Но затем вождь Запада переходит к самому главному: "Мы затеваем войну на Востоке, большую войну, в которой примут участие три державы: Турция, Англия и Франция – может быть, пристанут также Австрия и Италия. Все поднимутся, чтобы сломить северного колосса, тяготящего над сынами Иеговы" (Ребус. 1882. № 37. С. 308). Этот пассаж является кульминацией романа. Русское правительство должно быть предупреждено, но… Есть несколько "но". Герой вступает в сделку с прекрасной Саррой и за 20 тыс. руб., возвращаемых ему, готов под честное слово дворянина "крепко молчать" о "жидовских шашнях" (Ребус. 1882. № 38. С. 314).

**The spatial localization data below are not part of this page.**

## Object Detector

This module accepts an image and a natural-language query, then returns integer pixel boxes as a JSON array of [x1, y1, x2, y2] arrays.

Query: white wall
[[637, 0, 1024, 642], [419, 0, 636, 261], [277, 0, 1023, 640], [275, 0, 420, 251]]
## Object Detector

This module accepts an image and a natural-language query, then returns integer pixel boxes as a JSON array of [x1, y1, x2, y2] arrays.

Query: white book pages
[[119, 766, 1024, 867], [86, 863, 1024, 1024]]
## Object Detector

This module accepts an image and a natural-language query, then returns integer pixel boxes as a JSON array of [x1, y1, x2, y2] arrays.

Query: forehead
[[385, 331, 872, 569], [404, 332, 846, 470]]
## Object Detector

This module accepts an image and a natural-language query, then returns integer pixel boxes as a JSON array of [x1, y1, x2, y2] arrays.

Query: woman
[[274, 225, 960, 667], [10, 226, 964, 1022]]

Второе "но" является более важным и, безусловно, следующая тирада написана под влиянием Достоевского (что легко доказуемо). Олинский рассуждает: "…что же ты не донесешь?! Ведь ты русский! Против твоей отчизны, России, вооружается жидовский кагал. Устраивает махинации тайное общество… И ты, ты, русский продал твое молчание за женскую красоту и за 20 000 р. Стыд и срам тебе, русскому дворянину!!!… Но как же доносить?.. доносить! Ведь это дело жандармов, дело полиции, и если она дурно смотрит, то, значит, ей хорошо заплачено. Притом в тогдашнее время вмешаться в какой-нибудь политическое дело было крайне опасно. В особенности в дело еврейское или жидовское (какой смысл вкладывается в различение между евреем и жидом, – непонятно. – С.Д.). Тут тебе сделают двадцать доносов, прежде чем ты соберешься сделать один. Нет, оно лучше, благоразумнее молчать! Да, наконец, кто бы из нас дворян, из нашего здешнего общества поступил бы в данном случае иначе? И я перебрал одного за другим из наших помещиков и с удовольствием повторял: никто! никто! никто!" (Ребус. 1882. № 38. С. 315).

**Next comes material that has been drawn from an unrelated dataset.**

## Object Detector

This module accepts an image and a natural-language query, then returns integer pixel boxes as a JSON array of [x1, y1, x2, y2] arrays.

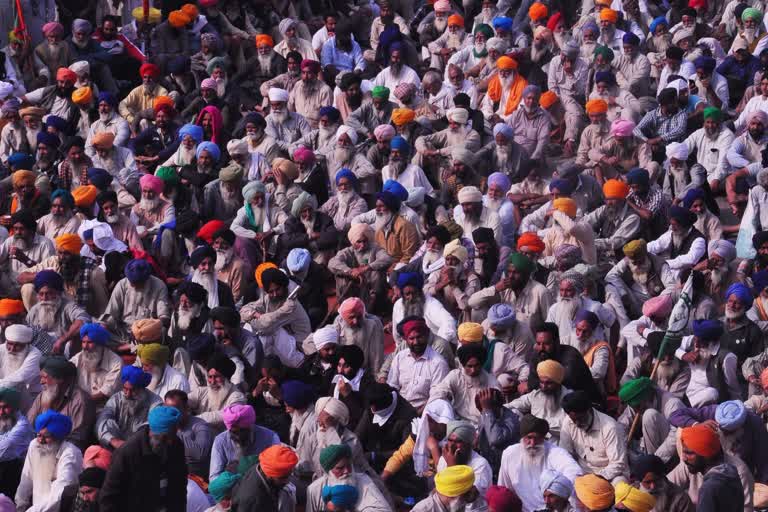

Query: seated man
[[188, 353, 247, 432], [629, 454, 693, 512], [129, 174, 176, 249], [209, 404, 279, 480], [26, 271, 90, 354], [0, 324, 42, 400], [70, 323, 121, 408], [647, 206, 706, 280], [37, 190, 81, 240], [137, 343, 190, 398], [565, 311, 616, 397], [164, 390, 214, 479], [319, 298, 385, 375], [0, 387, 34, 497], [188, 245, 236, 310], [546, 271, 615, 342], [210, 307, 263, 387], [0, 210, 55, 298], [391, 272, 457, 354], [509, 361, 571, 441]]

"Дневник" А.С. Суворина открывается отрывком-воспоминанием о Ф.М. Достоевском, которого Суворин видел в день покушения Млодецкого на Лорис-Меликова. Достоевский говорил о странном отношении общества к политическим преступлениям и, в качестве примера, высказал мысль, что если бы он подслушал разговор о закладке адской машины в Зимнем дворце, то не смог бы обратиться с предупреждением в полицию. На предложенный вопрос и Суворин ответил отрицательно. Достоевский говорит: "И я бы не пошел. Почему? Ведь это ужас. Это преступление. Мы, может быть, могли бы предупредить… Я перебрал все причины, которые заставляли бы меня это сделать. Причины основательные, солидные, и затем обдумал причины, которые мне не позволили бы это сделать. Это причины – прямо ничтожные. Просто – боязнь прослыть доносчиком. Я представлял себе, как я приду, как на меня посмотрят, как меня станут расспрашивать, делать очные ставки, пожалуй, предложат награду, а то заподозрят в сообщничестве. Напечатают: Достоевский указал на преступников. Разве это мое дело? Это дело полиции… Разве это нормально? У нас все ненормально, оттого все это происходит, и никто не знает, как ему поступить… Я бы написал бы об этом. Я бы мог сказать много хорошего и скверного и для общества, и для правительства, а этого нельзя. У нас о самом важном нельзя говорить"10.
Первое столкновение героя с кагалом оканчивается судебным разбирательством, из которого явствует, что недремлющие органы времен Николая I были в курсе "жидовских интриг". Делом Владимира Олинского заинтересовался сам государь, но сцена в духе "Капитанской дочки" окончилась ссылкой героя на Кавказ. И вся вторая часть романа посвящена пребыванию сосланного в солдаты Олинского в небольшой пограничной крепости. Описание военных действий на Кавказе известно нам по произведениям Бестужева-Марлинского, Лермонтова, Льва Толстого, Мордовцева. Надо сказать, что изображение завоевания Вагнером резко отличается от тех, которые давали его предшественники. Вспомним
"Героя нашего времени" Печорина, который занимается любовью, дуэлью, игрою в карты и т.п., но ни разу не задумывается над тем, почему он находится на Кавказе. Он, как и герои других "колониальных романов" – от Бестужева до Н.Н. Каразина, – не ищут этой причины. Только в далеком будущем будет объявлена, с одной стороны, добровольность, а с другой – культуртрегерская функция присоединения "диких окраин". Вагнер, в отличие от своих предшественников, этот вопрос ставит: 40 лет социальной школы не прошли даром.